Author: J. A. Butlin
Publisher: Routledge
Published: 2019-09-06
Total Pages: 206
ISBN-13: 1000316181
DOWNLOAD EBOOKThe purpose of this collection of readings is to aid the student taking a course in environmental economics to place the issues in perspective. The text is designed for an undergraduate audience, and those readings that have appeared elsewhere have, with the permission of the holders of the copyright, been suitably abridged for this purpose. The book is designed to be used in conjunction with a conventional text on environmental economics or as an adjunct to a comprehensive series of lectures in environmental and natural resource economics.
Author: K. Hamilton
Publisher: Edward Elgar Publishing
Published: 2006
Total Pages: 215
ISBN-13: 1847202977
DOWNLOAD EBOOKThis important book presents fresh thinking and new results on the measurement of sustainable development. Economic theory suggests that there should be a link between future wellbeing and current wealth. This book explores this linkage under a variety of headings: population growth, technological change, deforestation and natural resource trade. While the relevant theory is presented briefly, the chief emphasis is on empirical measurement of the change in real wealth: this measure of net or genuine saving is a key indicator of sustainable development.

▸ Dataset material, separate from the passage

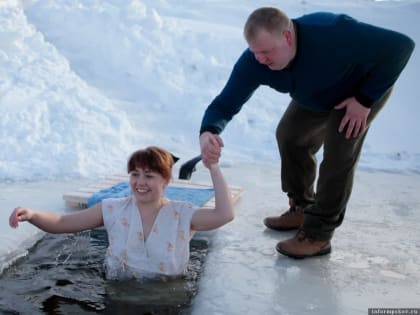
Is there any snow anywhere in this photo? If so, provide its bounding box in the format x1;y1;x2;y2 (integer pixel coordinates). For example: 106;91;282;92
0;0;420;314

The methodological and empirical work is bolstered by tests of the predictive power of genuine saving in explaining future consumption and economic growth. Just as importantly, the authors show that many resource-abundant countries would be considerably wealthier today had they managed to save and invest the profits from natural resource exploitation in the past. Wealth, Welfare and Sustainability will be of great interest to environmental and resource economists, specialists in sustainability indicators from other disciplines and also development and growth economists.